Solange Crevier, une experte en fraude accusée d’avoir travaillé au siège social de Desjardins sous une fausse identité et d’avoir fraudé le ministère de la Culture, pourrait bientôt écoper de six mois de prison pour avoir fraudé VIA Rail et un consultant pour quelques dizaines de milliers de dollars, alors qu’elle occupait un poste de direction.

Louis-Samuel Perron Louis-Samuel Perron
La Presse

C’est grâce à un faux acte de naissance que la femme de 56 ans a décroché son poste de directrice en architecture et technologies de l’information à la société fédérale en novembre 2012. La fraudeuse a ainsi réussi à cacher qu’elle avait été condamnée à 12 mois de prison avec sursis en 2007, indique le précis des faits déposé en cour lors de sa reconnaissance de culpabilité, l’automne dernier.

Pendant un an, Solange Crevier a été responsable des embauches de consultants. C’est donc elle qui approuvait les feuilles de temps de ces derniers. Or, elle était elle-même « liée » à Conseil Plus, un sous-traitant en consultation de VIA Rail, et ce, à l’insu de son employeur. Son « lien » précis n’est toutefois pas précisé dans les documents de cour.

PHOTO TIRÉE DU SITE DU SOLEIL

Solange Crevier

Solange Crevier a utilisé des poupées russes de sous-traitants pour surfacturer VIA Rail, ni vu ni connu.
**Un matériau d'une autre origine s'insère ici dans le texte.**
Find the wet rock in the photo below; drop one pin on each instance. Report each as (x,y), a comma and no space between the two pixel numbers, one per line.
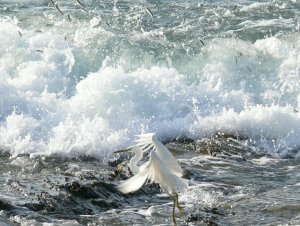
(79,190)
(5,205)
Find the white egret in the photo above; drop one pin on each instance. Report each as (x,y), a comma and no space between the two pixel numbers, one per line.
(162,168)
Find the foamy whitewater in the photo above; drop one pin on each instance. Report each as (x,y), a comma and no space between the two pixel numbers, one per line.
(87,86)
(81,79)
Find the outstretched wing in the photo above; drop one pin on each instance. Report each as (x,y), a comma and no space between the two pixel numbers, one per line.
(135,182)
(149,141)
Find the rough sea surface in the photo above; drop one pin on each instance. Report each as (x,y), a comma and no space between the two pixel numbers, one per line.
(217,81)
Comme directrice, elle a autorisé l’embauche d’un consultant, rencontré lors d’une entrevue d’embauche. Ce consultant – la victime Steven Rousseau – a ensuite facturé des centaines d’heures de travail à Conseil Plus, laquelle facturait l’entreprise Cofomo, laquelle était finalement payée par VIA Rail.
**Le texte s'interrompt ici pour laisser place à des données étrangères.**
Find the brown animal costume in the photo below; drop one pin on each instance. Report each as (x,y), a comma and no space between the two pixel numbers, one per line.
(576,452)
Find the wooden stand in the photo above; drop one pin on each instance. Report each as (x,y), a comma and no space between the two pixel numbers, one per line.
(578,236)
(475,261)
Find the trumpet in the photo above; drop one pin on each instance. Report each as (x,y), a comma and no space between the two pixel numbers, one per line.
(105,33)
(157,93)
Alors que Conseil Plus encaissait les chèques pour le travail de M. Rousseau, l’entreprise à laquelle était liée Solange Crevier ne lui a jamais payé près de 40 000 $. De plus, Conseil Plus facturait des heures non travaillées par le consultant. VIA Rail a ainsi déboursé environ 10 000 $ en surfacturation frauduleuse. Notons que M. Rousseau ignorait le lien entre Solange Crevier et Conseil Plus.

Imposition de la peine repoussée

La fraudeuse récidiviste a plaidé coupable en octobre dernier à deux chefs d’accusation de fraude et d’emploi d’un document contrefait. Les avocats s’étaient alors entendus pour suggérer une peine de six mois de prison, suivie d’une probation d’un an et de 240 heures de travaux communautaires. Vendredi dernier, elle s’est ainsi amenée au palais de justice de Montréal avec un imposant sac noir, prête à se faire passer les menottes.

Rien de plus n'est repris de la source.